Read on for more of Nathan's take on the game and the book.
How has baseball broken your heart?
Oh man, how hasn’t it? I became a big Mets fan after moving to New York, and that should tell you enough about baseball and heartbreak, but as a kid I jumped around a lot. I never picked the right teams. My most vivid childhood sports memory is of Kirk Gibson of the Dodgers, who could barely walk, winning Game One of the World Series with a pinch hit home run against the best relief pitcher in the game, Dennis Eckersley of the A’s. Trouble was, I was a huge Oakland fan. (My neighbor was too, and when I went over to his house to play the next day, I saw his bedroom door was smashed to smithereens. He’d taken his little league bat to it after the homer.)
Later, when I adopted the Pittsburgh Pirates, they went to the playoffs three years in a row (’90-’92) and lost every time to the despicable Atlanta Braves. Incidentally, I grew up in North Carolina, where the Braves were the team of choice for everyone around me. Now that I’m thinking about it, the first World Series I watched was in 1987, one year after the glorious and notorious ’86 Mets. So I just missed watching the team I love now win it all back then—it seems to be my destiny to miss out on success with my baseball fanship.
Why did you choose to illustrate this aspect of book?
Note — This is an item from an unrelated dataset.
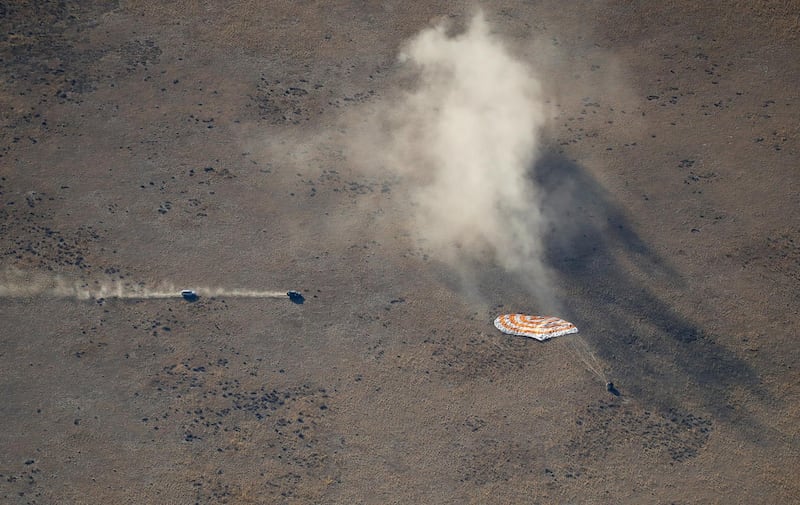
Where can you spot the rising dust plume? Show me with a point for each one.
(463, 141)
The melancholy strain that runs throughout the book really jumped out at me. I probably identify more with losers in general, so the way Darling routinely touches notes of sadness, even in moments of victory, spoke to me. There’s a chapter in the book where he wins a big game, but the thing he’s most interested in is this brief moment where he almost lost all control. He came close to having a meltdown: he says he couldn’t even feel the seams on the ball, that it felt like a cue ball. I should say, too, that he never says “I’m going to tell you about sadness in this book.” It’s totally organic, just the way he looks at the game.